In August 2020, Hawai‘i’s Environmental Court gathered evidence in the case as part of the first virtual trial held over a two-and-a-half-week period. On April 6, 2021, Judge Jeffrey P. Crabtree ruled in favor of the Board and A&B, concluding, “applying the applicable law…it was not unreasonable for the Board to balance these considerations as it did.” The court concurred with trial testimony that “supported the core concepts that keeping lands in agriculture benefited the public interest by providing jobs, food sustainability, food sources, strengthened the state and county economy, and dependable water was essential to achieve those ends.” Although the court recognized that there is “no meaningful” protection of the 13 streams at issue, Judge Crabtree went on to acknowledge that A&B’s environmental impact statement, which at the time was in progress “will undoubtedly address impact[s] on habitat, and related modifications to or removal of diversion structures because of their impact on stream creatures.” Judge Crabtree also held that, “[g]iven these realities, the court concludes the Board was reasonable in deciding it had sufficient information to make what everyone expected would be a short-term decision.” Currently, the Sierra Club is appealing the court’s decision.

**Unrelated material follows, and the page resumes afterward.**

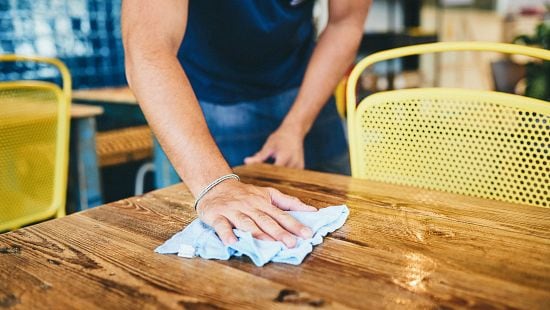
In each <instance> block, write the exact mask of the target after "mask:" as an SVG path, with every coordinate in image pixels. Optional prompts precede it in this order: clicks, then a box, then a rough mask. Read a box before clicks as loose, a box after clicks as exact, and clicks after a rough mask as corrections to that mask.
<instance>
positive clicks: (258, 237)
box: [229, 213, 275, 241]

Moreover, there is an IIFS petition pending before the Water Commission to amend streamflow standards for a dozen of the remaining streams at issue. The parties, which include Sierra Club, A&B, and the Board, are also awaiting a subsequent and separate decision from the Board in a contested case hearing on the continuation of annual revocable permits for 2021 and 2022. In the interim, however, A&B and Mahi Pono are limited to diverting no more than 25 million of gallons a day from the streams in Maui Hikina. Follow the Sierra Club’s case here.
In the meantime, the Sierra Club is helping Maui Hikina families improve management decisions about their streams using citizen science. The “Eyes of the Streams” program is a volunteer-driven effort using traditional observational science, and state-of-the-art technology to quantify the impact of diversions on the quality of life for streams and all who depend on them.